Chapter 2, “From Kingdom of God to Church of Christ” attempts to address the question of Rudolf Bultmann: how did the proclaimer become the proclaimed? How did Jesus who was proclaiming the Kingdom of God become the center of the Gospel for his earliest followers, “the Church”?

Chapter 3, “James as Leader of the Jesus Community” shifts back toward Jerusalem examining how early persecution affected Peter and the other disciples opening the door for the more Temple-friendly James, the brother of Jesus, to become the leader of the Church in Jerusalem.This discussion of James’ role is the impetuous for

Chapter 4, “Phinehan Zeal and Works of the Law: What Paul and James Are Really Saying”. Evans looks at how the figure of Phinehas influenced Jewish thought and how Phinehas’ actions inspired Jewish ideas about faith and action. Evans concludes that James and Paul are not in disagreement, but that they are address different questions altogether. So the divine between Jewish and Gentile Christians can’t be read primarily through the difference between Paul and James since both would see faith in Christ as the means by which one enters into the Church with good deeds (“works”) be the expected response.
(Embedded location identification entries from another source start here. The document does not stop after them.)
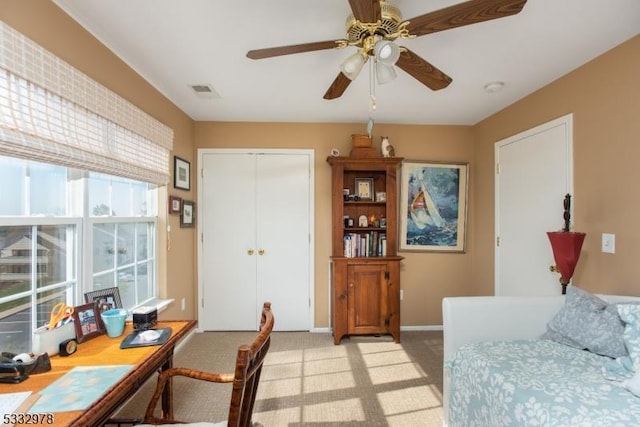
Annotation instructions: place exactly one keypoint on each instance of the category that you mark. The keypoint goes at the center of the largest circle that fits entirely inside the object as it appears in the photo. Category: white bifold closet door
(255, 239)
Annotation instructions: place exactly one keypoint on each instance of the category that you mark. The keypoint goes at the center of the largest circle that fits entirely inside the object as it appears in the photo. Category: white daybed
(499, 371)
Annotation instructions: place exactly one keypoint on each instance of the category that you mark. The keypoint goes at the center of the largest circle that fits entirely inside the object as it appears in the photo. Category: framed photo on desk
(87, 321)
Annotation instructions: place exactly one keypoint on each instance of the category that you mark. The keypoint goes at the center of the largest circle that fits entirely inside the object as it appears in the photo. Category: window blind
(51, 112)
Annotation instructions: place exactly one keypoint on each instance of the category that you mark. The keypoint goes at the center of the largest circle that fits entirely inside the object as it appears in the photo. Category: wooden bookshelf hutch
(365, 262)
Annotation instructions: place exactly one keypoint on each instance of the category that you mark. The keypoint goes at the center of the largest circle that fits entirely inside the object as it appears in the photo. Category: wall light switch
(608, 243)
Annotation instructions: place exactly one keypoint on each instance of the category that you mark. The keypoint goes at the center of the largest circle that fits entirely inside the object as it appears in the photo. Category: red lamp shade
(566, 247)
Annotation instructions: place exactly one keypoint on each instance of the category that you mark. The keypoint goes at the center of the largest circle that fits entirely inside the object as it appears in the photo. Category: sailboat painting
(433, 206)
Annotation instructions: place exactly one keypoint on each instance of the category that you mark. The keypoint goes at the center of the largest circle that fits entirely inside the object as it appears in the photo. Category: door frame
(567, 121)
(309, 152)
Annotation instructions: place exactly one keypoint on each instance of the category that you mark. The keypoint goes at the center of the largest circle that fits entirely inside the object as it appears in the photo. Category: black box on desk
(144, 318)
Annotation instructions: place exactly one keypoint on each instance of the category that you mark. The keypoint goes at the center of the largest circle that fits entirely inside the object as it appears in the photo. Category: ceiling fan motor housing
(390, 23)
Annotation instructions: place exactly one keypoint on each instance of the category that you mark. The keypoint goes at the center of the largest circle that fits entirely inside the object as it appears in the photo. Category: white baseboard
(402, 328)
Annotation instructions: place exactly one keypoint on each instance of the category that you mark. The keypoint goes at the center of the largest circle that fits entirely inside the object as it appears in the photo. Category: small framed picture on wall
(188, 214)
(181, 174)
(175, 204)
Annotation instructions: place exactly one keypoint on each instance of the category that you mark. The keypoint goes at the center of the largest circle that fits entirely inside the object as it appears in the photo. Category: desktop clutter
(68, 325)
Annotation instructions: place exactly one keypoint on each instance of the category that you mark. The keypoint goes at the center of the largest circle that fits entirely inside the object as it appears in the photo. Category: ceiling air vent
(205, 91)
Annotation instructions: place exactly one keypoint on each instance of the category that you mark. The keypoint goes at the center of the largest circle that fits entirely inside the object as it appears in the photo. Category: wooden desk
(103, 350)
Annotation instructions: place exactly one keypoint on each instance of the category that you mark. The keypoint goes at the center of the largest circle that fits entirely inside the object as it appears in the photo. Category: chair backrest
(248, 369)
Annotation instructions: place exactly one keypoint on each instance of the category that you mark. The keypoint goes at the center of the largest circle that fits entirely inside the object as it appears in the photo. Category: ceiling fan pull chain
(372, 84)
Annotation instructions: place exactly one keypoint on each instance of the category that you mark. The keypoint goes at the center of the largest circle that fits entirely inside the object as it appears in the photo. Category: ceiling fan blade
(366, 10)
(288, 50)
(338, 87)
(422, 71)
(459, 15)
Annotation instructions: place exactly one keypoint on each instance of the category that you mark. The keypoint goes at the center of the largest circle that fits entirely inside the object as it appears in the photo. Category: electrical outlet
(608, 243)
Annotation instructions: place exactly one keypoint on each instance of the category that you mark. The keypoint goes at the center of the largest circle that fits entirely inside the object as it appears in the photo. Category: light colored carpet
(309, 381)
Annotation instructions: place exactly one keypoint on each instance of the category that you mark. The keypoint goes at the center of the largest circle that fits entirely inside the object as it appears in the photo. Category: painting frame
(175, 204)
(187, 214)
(87, 322)
(364, 188)
(104, 299)
(181, 174)
(441, 187)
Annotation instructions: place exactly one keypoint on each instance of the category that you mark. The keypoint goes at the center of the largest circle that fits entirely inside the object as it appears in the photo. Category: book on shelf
(367, 244)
Chapter 5, “Jerusalem Communities in Conflict” brings the attention back to Jerusalem for a second time. Now that Evans has established what Jesus intended to do in forming a community, and how that community evolved in Judea and abroad, he can now focus on the central theme of the book: the rivalry between Jesus’ followers the the priestly elite. Evans proposes that Jesus’ ministry and crucifixion is the beginning of a rivalry that ended with the mysterious prophetic figure Jesus ben Ananias, but more importantly the destruction of Jerusalem.

Chapter 6, “The Church between Paul, James, and Ignatius” presents the trajectory from the fall of Jerusalem to a religion where many of the adherents were trying to differentiate themselves from the Jews because of the tensions caused in 70 CE and the later Bar Kokhba Revolt of 132-135. The book ends with a related appendix “Root Causes of the Jewish-Christian Rift: From Jesus to Justin”.

This book is very informative, easy to read, and thought provoking. Evans aims to draw attention back to an area he feels has been overlooked: namely Jewish Christianity in and around Jerusalem before the destruction of the Temple when Christianity began to quickly become a Gentile religion rather than a Jewish sect. The unique interchange of two main themes—early Judean Christians and why the Church eventually became a Gentile religion—is more intertwined that one may presume at first.

For a fuller review of this book please consult the contributions of the blog tour that I hosted here a couple weeks ago.

This book was received from Westminster John Knox Press in exchange for a bias free review…but Evans is my doctoral supervisor, so as you can imagine, I’m not bias free!